[Numpy-discussion] proposal: smaller representation of string arrays

Wed Apr 26 12:28:48 EDT 2017

> > I DO recommend Latin-1 As a default encoding ONLY for  "mostly ascii, with a few extra characters" data. With all the sloppiness over the years, there are way to many files like that.
>
> That sloppiness that you mention is precisely the "unknown encoding" problem.

Exactly -- but from a practicality beats purity perspective, there is
a difference between "I have no idea whatsoever" and "I know it is
mostly ascii, and European, but there are some extra characters in
there"

Latin-1 had proven very useful for that case.

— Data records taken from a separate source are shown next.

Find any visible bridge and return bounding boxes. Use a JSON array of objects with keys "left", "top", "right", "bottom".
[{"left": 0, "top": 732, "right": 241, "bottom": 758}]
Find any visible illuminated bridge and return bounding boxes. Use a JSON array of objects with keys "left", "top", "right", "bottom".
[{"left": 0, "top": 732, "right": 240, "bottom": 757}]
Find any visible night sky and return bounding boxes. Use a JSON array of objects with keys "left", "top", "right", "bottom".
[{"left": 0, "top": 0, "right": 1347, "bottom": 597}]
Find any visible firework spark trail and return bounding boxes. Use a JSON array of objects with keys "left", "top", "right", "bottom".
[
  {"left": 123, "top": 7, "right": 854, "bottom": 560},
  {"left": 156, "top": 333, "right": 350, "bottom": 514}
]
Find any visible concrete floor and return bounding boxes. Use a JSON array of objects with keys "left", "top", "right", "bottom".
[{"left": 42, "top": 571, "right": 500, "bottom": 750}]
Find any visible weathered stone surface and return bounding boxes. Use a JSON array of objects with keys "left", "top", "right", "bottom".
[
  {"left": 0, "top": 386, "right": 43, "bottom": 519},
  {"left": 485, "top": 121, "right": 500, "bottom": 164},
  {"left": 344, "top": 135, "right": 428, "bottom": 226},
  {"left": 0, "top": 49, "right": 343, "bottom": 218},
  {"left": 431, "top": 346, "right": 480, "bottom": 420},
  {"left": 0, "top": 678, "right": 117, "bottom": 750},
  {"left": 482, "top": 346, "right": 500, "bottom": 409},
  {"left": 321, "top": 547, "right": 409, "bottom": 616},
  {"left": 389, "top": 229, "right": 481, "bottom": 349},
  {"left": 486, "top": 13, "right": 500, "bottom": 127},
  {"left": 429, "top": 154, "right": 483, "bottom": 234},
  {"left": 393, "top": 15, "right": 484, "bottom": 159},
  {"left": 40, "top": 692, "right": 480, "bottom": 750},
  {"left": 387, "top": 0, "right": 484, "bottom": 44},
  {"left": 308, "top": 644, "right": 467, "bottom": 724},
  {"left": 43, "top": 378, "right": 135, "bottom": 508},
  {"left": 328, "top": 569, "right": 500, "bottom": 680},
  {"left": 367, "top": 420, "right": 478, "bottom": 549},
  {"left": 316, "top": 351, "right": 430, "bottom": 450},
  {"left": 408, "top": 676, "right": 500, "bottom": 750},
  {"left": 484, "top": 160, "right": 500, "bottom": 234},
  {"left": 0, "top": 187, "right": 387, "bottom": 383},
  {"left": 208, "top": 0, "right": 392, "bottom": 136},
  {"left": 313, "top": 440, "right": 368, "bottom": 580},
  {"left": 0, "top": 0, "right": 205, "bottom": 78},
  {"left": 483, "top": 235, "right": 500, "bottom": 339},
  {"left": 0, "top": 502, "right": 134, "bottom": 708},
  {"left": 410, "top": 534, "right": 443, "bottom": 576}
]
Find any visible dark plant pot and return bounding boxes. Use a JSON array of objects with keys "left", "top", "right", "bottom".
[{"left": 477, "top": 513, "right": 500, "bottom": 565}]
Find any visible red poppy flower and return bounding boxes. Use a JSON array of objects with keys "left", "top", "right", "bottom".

I suppose in most cases ascii with errors='replace' would be a good
choice, but I'd still rather not throw out potentially useful
information.

> Your previous advocacy has also touched on using latin-1 to decode existing files with unknown encodings as well. If you want to advocate for using latin-1 only for the creation of new data, maybe stop talking about existing files? :-)

Yeah, I've been very unfocused in this discussion -- sorry about that.

> > Note: the primary use-case I have in mind is working with ascii text in numpy arrays efficiently-- folks have called for that. All I'm saying is use Latin-1 instead of ascii -- that buys you some useful extra characters.
>
> For that use case, the alternative in play isn't ASCII, it's UTF-8, which buys you a whole bunch of useful extra characters. ;-)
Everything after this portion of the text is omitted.